Petraeus was fired. Sex had nothing to do with it.
by Stephen Lendman
Some observers call Washington a city of scandals. Lots of intrigue reflects daily life in the nation's capital. Elected and appointed officials come and go.
Most often it's uneventful. Other times once powerful figures fell from grace or scandals affecting them rose to the level of affixing a "gate" suffix on what happened.
Watergate, Whitewatergate, Iran/Contragate, Koreagate, Travelgate, and Troopergate among others come to mind.
Perhaps Petraeusgate will enter the lexicon of political scandals. You read it here first.
Forget resignation over extramarital sex nonsense unless state secrets were compromised. Lots of elected and appointed Washington officials had affairs. Many likely have current ones.

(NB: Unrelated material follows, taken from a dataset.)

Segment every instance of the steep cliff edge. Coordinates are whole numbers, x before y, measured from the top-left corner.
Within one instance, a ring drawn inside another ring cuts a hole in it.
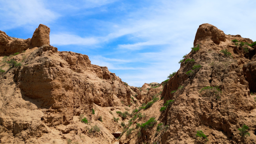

Resignations don't generally follow. Newt Gingrich survived sex and ethics scandals. He resigned as House Speaker after the Republicans faired poorly in 1998 off-year elections.
In 1999, extramarital sex defrocked Speaker-elect Bob Livingstone. He could have stayed, but opted to become a high-paid DC lobbyist.
Extramarital affairs didn't defrock past notable officials. They included Alexander Hamilton, Thomas Jefferson, James Buchanan, Grover Cleveland, Warren Harding, Franklin Roosevelt, Dwight Eisenhower (during WW II), Jack Kennedy, Lyndon Johnson, and Bill Clinton. Unconfirmed rumors also surfaced about GHW and GW Bush.
Jimmy Carter once admitted to having "lusted in his heart," but never let it go further than that.
As more information and rumors surface, expect lots more written about Petraeus. Another emperor has no clothes. Petraeus was more paper hero than real one.
The man behind the image was fake. He's a shadow of how he and spin doctors portrayed him publicly.
Competence didn't earn him four stars. Former peers accused him of brown-nosing his way to the top. It made him a brand as much as general. Talk about him being presidential material surfaced.
In 2007, Time magazine made him runner-up as Person of the Year. The designation is as meaningless and unworthy as Nobel Peace awards.